Your Gut Health and Your Weight
Can your gut be the missing link in obesity?
Posted Mar 12, 2017
For years, you’ve been told that managing our weight is a matter of calories in versus calories out, and that you can shed pounds just by exercising more and eating less. But if you’ve been struggling with your weight, you know it’s not so simple. It can be incredibly frustrating to do all the hard work of eating a healthy, moderate diet and exercising regularly and still be overweight. What gives?
Researchers are beginning to understand a hidden factor in the equation: the human microbiome. Your digestive tract is home to a huge population of microorganisms that help you digest your food and extract nutrients. Normally, there is a balance of a number of different “gut bugs.” But if the proportions become imbalanced, you can develop a number of health problems.
Obesity is one of the conditions linked to changes in the microbiome. If you are overweight or obese, you are more likely to have an imbalance in gut bacteria and suffer from “leaky gut,” or damage to the intestinal wall that allows bacteria, toxins, and poorly digested proteins and fats to pass out of the intestines into the bloodstream. Together, the imbalance of microorganisms and leaky gut can cause symptoms throughout the body.

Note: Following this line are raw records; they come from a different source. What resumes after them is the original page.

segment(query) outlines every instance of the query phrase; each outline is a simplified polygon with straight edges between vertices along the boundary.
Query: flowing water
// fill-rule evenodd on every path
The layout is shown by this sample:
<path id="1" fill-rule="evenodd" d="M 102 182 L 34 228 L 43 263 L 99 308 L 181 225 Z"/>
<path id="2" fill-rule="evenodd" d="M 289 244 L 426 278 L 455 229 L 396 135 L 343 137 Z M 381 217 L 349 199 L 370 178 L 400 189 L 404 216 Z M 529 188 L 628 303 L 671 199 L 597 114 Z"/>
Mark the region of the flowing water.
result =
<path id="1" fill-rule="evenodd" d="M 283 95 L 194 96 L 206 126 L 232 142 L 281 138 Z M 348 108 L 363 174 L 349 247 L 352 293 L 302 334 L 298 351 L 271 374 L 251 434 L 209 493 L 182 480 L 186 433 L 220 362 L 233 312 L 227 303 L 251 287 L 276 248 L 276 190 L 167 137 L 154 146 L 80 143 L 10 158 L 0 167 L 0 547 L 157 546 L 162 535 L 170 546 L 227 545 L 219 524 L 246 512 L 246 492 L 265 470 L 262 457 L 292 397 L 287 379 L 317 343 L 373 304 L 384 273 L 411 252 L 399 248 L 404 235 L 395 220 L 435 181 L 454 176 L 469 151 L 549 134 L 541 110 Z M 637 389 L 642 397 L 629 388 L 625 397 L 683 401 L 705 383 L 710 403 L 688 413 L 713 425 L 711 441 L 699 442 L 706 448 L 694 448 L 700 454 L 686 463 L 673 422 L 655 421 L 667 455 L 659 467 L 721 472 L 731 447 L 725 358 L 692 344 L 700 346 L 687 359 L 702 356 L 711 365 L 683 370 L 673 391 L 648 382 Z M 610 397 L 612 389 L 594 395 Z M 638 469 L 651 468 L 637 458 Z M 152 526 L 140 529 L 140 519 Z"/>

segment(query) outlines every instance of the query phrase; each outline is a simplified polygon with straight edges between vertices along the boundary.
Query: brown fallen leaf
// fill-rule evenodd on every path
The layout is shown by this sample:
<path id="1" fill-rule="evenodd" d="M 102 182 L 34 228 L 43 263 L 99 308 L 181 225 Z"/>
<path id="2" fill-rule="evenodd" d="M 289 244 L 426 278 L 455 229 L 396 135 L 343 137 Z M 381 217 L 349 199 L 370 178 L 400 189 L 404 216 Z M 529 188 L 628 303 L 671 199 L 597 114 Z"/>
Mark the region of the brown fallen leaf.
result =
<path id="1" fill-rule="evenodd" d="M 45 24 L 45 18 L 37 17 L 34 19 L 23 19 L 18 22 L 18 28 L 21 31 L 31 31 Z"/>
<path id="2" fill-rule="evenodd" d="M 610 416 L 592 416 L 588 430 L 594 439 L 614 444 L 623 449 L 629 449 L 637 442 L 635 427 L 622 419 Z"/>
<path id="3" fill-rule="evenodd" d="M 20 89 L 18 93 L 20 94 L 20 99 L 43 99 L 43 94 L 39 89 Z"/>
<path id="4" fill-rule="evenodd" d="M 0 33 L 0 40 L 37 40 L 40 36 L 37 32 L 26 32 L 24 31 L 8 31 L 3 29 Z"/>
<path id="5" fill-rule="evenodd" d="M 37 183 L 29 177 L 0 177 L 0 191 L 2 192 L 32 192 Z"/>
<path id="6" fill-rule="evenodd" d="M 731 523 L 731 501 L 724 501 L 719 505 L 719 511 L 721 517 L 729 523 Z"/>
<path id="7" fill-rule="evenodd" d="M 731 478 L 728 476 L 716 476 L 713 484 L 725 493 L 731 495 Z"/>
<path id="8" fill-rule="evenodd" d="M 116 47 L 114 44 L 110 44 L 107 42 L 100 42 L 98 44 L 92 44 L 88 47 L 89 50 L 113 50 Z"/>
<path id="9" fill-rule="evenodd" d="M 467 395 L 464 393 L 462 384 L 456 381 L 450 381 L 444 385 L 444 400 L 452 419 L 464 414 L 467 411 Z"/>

How do your gut microorganisms get out of whack? They may never have been properly balanced in the first place. If you were delivered by C-section or fed with a bottle instead of breastfed, you missed out on important chances to inherit good bacteria from your mom. For many people, obesity begins in childhood for these reasons.
In adulthood, an imbalance in gut flora may be caused by stress, or by a high-fat or high carbohydrate diet. Antibiotics are another major culprit. When we take these drugs, the abundance of “good bacteria” in the gut may be reduced by a third, and this effect can last for weeks or months, making us vulnerable to digestive and metabolic changes that can cause weight gain. In fact, livestock are often fed low doses of antibiotics so they will reach market weight more quickly. Studies in mice suggest that a high-fat diet combined with antibiotics leads to an especially high rate of obesity.
To make a long story short, gut health affects every other aspect of your well-being, including your weight. Restoring digestive health – including rebalancing gut microorganisms – can be a great help in managing obesity. Here’s how to heal your gut.
- Use antibiotics sparingly. Talk with your doctor about ways to avoid unnecessary use of antibiotics. For example, they will not cure the common cold or other conditions caused by viruses.
- Take a probiotic supplement. These can help restore a healthy balance of gut flora. Use a product that has live microorganisms and a mix of different bacteria and yeast, including Lactobacillus GG, Saccharomyces boulardii, and Bifidobacteria.
- Eat prebiotic foods. Prebiotics are nondigestible carbohydrates (usually soluble food fibers) that act as food for probiotics. The best sources of soluble food fibers are chicory root, wild yams, other root vegetables, jicama, agave, whole grains, bananas, onions, garlic, and artichokes. You can also buy prebiotics in supplement form.
- Manage your stress. You already know that daily hassles can affect your weight when they make you want to eat to soothe yourself. But stress can also change the balance of intestinal bacteria. Practicing relaxation techniques like visualization or mindfulness meditation can help.
If you’ve found it hard to manage your weight through diet and exercise, you are not alone. By paying attention to the missing link – your microbiome – you can finally begin to make some real progress. Heal your gut, and heal your life!